Music, much like the stock market, has cycles. There will be boom periods in which local, independent artists will have a grip on the local hostelries. Personally, I am having a whale of a time carousing in the funk rock wave currently cresting the North. With stalwarts such as Valium garnering their own buzz, the debut track from Bangor five- piece Aeons has been on repeat ever since I was able to grab on to it.
The quintet’s first effort ‘Welcome to the Land’, a four minute rhythmic romp, sees a group positively dripping in potential. Proceedings open with a spaced out riff that gives way to a jazz rock inspired fill that would have the coldest of hearts vibing in time. Then comes the real treat – vocalist Erin Cooke is a supreme talent, whose delivery is reminiscent of the effortless flow and glide of Californication era Red Hot Chilli Peppers. A breath of fresh air, ‘Welcome to the Land’ has an inherit coolness that belies its sophistication. And like all great complex numbers, it sounds deceptively simple – the careful Jenga blocks of thick bass lines, refreshing keys, lavender croon and airy riffs are a potent combination.

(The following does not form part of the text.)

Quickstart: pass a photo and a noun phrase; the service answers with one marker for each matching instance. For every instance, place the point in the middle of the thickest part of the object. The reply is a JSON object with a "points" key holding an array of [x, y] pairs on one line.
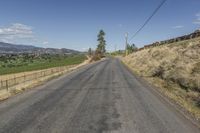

Indeed, both the instrumental and lyrical compositions of the track are lacking in any obvious holes. As Cooke spits her way through a series of free style verses that seem to positively revel in their own absurdity – the second verse begins with the line “Welcome to the land, the land with the beasts, all the creepy crawlies, the eight legged freaks” before a series of wavy vocalisations slink forth – a delicate carpet of keys and jazzy drum fills paves the ground in front of her, keeping her sure footed and directed. A rare tune that has a unique sense of self and a critical awareness of its strengths, Aeons put their best foot forward with their debut.